Debora is the founding partner of Visconte Advogados since May 2018, practising in the fields of civil law, commercial law, litigation and arbitration, with solid experience as arbitrator in domestic and international arbitration.
She is the vice-president of CBAr, board member of the Câmara de Conciliação, Mediação e Arbitragem CIESP/FIESP, vice-president of ICC’s Global Arbitration and ADR Committee; President of the ICC’s Brazil Arbitration and Mediation Committee.
Debora Visconte is a member of the lists of arbitrators from the most prestigious Brazilian arbitration institutions and is the author of several articles about commercial arbitration and international private law.
What inspired you to specialise in arbitration?
I had the opportunity to work, as counsel, in 1998 at the outset of the landmark case of Renault v CAOA in establishing that the arbitration convention was enforceable. At that point the issues of incomplete arbitration clauses or competence had not been discussed before the courts in Brazil. During this case I got accepted for a LL.M in LSE and decided to study and pursue a career in arbitration.
What qualities make for an effective arbitrator?
I believe that what makes me an effective arbitrator is that I dedicate myself with full heart to everything I do. I have a strong academic background but am very open minded as to the facts of the case.
In your opinion, what are the benefits and challenges of virtual hearings? What role do you see them having in the future of arbitration?
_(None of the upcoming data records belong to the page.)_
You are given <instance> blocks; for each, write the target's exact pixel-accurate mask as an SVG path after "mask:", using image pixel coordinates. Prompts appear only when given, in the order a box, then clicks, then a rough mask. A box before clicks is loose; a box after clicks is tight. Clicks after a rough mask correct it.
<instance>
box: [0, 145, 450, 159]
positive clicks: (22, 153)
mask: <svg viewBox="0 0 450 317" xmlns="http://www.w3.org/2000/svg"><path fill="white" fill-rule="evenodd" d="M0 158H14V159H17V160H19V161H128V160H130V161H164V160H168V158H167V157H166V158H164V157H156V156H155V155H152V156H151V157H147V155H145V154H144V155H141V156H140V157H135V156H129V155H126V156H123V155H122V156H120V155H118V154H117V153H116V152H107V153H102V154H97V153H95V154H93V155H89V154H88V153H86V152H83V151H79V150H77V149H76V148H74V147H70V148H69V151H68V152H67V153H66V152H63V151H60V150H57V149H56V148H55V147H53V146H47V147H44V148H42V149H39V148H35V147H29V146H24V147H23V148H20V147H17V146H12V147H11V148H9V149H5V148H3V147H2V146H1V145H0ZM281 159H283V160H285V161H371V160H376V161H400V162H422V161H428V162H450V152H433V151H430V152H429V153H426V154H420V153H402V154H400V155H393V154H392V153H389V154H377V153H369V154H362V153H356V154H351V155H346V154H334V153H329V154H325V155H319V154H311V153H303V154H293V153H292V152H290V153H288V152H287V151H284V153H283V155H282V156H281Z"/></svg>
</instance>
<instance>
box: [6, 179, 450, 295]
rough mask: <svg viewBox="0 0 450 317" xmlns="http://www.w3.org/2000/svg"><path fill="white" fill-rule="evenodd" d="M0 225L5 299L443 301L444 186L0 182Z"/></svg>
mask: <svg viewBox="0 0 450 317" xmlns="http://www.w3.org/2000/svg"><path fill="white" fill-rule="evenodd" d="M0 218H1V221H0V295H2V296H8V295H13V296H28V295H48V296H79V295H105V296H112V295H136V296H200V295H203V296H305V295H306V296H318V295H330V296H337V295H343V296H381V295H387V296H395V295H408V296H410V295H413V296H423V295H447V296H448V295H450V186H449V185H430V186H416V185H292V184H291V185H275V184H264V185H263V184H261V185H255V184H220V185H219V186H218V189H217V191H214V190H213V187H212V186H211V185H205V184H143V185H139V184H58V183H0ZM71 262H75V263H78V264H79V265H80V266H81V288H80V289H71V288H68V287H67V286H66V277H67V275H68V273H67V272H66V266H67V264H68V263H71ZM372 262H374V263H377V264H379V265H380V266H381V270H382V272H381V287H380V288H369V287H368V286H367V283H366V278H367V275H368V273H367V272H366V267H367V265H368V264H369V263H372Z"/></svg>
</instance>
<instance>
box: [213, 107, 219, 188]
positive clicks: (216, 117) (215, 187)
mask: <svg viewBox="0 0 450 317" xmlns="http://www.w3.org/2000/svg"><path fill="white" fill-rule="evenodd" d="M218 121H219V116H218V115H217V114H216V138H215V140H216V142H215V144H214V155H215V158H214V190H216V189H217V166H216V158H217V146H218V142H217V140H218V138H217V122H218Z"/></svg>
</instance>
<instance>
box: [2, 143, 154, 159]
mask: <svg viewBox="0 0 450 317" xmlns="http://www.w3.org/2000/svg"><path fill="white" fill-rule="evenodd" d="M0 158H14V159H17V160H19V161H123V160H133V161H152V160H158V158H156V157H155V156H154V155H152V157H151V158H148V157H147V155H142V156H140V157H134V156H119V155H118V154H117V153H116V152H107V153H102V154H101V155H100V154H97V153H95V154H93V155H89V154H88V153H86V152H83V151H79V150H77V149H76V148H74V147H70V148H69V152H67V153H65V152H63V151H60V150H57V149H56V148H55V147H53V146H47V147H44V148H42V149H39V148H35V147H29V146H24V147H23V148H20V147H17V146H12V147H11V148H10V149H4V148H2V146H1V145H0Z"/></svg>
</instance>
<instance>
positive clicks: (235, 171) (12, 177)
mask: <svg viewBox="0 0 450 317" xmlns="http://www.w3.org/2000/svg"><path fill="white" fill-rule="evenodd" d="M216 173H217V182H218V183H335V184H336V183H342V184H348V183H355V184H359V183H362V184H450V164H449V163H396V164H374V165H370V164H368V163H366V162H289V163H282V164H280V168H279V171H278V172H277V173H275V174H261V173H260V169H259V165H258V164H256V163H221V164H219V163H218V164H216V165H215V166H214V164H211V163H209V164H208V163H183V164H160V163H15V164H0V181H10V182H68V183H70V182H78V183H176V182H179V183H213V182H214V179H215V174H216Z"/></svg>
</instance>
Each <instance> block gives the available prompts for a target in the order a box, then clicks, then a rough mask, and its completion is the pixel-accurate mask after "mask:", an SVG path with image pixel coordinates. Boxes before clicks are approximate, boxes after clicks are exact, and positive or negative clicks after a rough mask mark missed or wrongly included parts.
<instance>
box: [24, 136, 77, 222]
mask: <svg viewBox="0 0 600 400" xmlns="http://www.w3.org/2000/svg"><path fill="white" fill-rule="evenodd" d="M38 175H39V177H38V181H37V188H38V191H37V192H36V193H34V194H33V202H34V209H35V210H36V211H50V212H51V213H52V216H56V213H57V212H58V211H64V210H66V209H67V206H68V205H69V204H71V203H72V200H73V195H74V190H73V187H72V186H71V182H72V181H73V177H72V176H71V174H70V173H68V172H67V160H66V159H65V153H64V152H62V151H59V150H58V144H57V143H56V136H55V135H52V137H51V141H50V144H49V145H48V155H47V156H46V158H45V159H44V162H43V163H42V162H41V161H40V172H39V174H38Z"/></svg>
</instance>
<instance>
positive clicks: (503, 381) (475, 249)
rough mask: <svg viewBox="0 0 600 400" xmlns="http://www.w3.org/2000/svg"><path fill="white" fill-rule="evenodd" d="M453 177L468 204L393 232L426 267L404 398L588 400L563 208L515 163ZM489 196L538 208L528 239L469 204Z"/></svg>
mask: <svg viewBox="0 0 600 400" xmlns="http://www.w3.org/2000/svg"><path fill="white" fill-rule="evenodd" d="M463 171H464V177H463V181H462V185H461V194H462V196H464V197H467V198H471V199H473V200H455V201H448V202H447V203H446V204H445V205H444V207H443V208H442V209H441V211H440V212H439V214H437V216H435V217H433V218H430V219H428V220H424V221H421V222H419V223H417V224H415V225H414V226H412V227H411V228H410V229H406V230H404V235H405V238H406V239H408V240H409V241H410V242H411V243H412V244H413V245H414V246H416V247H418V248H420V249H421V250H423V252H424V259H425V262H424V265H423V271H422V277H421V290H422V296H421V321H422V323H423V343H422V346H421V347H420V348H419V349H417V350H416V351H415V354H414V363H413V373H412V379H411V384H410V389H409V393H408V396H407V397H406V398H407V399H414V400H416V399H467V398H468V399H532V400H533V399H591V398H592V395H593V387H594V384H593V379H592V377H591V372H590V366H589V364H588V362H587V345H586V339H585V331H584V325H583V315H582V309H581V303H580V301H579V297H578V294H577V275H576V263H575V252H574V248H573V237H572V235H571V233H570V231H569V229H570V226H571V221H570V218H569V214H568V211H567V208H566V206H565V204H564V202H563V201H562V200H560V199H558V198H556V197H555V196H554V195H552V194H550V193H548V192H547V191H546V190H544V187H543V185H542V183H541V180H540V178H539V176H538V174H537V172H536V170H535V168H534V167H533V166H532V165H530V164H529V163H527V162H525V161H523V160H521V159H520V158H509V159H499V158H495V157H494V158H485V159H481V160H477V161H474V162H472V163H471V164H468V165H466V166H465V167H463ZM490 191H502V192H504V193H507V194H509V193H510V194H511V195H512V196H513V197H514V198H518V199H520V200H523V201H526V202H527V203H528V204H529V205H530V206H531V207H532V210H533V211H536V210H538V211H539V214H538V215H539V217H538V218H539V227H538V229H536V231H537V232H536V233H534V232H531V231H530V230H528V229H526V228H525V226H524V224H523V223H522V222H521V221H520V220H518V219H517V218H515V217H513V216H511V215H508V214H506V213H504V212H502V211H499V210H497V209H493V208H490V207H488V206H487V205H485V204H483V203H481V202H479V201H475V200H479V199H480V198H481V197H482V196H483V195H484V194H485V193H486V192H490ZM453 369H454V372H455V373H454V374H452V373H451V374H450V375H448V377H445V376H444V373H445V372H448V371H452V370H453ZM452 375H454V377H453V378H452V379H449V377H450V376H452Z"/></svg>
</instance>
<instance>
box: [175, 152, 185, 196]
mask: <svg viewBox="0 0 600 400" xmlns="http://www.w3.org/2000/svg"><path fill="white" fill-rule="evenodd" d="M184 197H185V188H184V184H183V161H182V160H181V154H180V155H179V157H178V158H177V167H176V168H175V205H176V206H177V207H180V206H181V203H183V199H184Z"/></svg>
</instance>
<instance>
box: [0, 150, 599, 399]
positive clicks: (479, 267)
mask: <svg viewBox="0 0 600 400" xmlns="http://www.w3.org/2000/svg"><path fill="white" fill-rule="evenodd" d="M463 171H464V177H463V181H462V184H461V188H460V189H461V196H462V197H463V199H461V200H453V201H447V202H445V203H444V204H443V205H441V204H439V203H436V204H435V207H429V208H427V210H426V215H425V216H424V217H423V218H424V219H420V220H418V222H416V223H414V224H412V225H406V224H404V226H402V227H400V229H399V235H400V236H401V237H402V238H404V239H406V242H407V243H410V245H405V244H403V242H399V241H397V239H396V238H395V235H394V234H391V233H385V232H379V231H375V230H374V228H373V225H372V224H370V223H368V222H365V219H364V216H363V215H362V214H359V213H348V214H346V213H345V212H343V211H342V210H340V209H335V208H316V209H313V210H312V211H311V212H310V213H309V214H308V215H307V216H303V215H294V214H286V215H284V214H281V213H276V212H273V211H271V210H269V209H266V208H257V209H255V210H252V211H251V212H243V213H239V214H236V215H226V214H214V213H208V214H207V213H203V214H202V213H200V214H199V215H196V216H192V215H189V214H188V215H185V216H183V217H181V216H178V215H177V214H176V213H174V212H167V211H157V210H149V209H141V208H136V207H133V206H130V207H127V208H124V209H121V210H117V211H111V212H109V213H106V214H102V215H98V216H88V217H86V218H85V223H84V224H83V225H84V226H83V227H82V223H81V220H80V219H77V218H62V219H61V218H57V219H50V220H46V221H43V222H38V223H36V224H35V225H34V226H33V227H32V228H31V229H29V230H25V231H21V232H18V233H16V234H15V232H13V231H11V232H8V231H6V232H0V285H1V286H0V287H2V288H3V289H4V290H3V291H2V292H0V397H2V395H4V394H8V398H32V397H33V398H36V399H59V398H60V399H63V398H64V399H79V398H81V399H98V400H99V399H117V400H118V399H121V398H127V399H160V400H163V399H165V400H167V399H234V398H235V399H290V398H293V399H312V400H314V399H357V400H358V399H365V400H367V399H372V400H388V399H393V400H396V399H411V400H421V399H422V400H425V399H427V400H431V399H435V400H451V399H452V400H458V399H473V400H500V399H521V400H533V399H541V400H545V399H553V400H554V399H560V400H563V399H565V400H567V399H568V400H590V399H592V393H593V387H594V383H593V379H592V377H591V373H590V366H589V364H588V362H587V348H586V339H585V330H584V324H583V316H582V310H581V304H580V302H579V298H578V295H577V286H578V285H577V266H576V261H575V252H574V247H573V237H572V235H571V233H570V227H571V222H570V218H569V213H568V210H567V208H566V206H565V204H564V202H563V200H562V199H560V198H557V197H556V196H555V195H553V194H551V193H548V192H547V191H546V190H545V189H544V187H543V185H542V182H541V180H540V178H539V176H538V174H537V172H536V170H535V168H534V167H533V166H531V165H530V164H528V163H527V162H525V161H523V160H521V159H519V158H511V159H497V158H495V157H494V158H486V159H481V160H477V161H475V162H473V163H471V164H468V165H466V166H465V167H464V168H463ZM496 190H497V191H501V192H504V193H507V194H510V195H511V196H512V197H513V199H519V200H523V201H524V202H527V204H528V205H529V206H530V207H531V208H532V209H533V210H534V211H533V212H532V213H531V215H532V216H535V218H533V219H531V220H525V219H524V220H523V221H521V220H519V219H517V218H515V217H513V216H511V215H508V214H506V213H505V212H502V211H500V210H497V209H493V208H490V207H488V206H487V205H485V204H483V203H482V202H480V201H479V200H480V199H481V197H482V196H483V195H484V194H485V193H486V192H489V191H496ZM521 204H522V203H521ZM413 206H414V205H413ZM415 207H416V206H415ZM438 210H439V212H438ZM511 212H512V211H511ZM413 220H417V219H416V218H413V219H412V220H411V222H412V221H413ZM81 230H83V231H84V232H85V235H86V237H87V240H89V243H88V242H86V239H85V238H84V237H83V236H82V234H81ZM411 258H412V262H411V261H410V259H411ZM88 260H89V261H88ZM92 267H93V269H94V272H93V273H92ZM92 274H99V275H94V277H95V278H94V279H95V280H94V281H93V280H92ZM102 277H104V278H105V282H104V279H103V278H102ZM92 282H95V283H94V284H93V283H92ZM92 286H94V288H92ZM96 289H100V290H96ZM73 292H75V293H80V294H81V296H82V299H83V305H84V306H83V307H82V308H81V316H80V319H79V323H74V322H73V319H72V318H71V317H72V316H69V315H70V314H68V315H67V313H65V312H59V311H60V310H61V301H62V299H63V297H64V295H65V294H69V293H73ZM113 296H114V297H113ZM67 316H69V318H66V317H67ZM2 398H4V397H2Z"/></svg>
The benefits of virtual hearings are the costs and the fact that they are easier to fit in the agenda of the arbitrators, counsels and witnesses. I understand that the virtual and hybrid hearings will continue to be used in the future except for cases where the issues involved and/or witnesses are too sensitive.
What is the most memorable dispute you have been a part of, and why?
The most memorable dispute I was involved in was a dispute that concern a first-tier Brazilian bank and a key company in the real state business. The dispute involved a financial contract, a merger and undefined financial targets. The bank-initiated arbitration against the real state company alleging that they had not fulfilled the target and had to return the investment. The case rested on the interpretation of what
variables composed the formula.
How do you see the role of arbitrators evolving in the next few years?
I believe that the role of the arbitrators will evolve in a sense to best customise the proceedings to the dispute in order to regain effectivity and lower costs. International arbitration has progressed and evolved significantly over time and especially in recent decades. However, it still strives to find appropriate solutions to common problems and harmonise the different approaches to resolving international disputes in search of a common standard.
As founding partner of Visconte Advogados, what are your main priorities for the firm’s development over the next couple of years?
As the founding partner of Visconte Advogados my priority is to expand my international practice. Plus, my firm is small with two practitioners and I, whose family lives outside of São Paulo. We worked in home offices up until now and at this point, we are looking for new and smaller premises so we can also connect in person.
What advice would you give to someone looking to set up their own firm?
I would recommend that beyond dedicating herself/himself to the cases, that they dedicate her/his time to the development of the arbitration market and community. Brazil is an arbitration friendly jurisdiction, but challenges to arbitration practice in the country still exist, and efforts to further improve the system in Brazil are still warranted.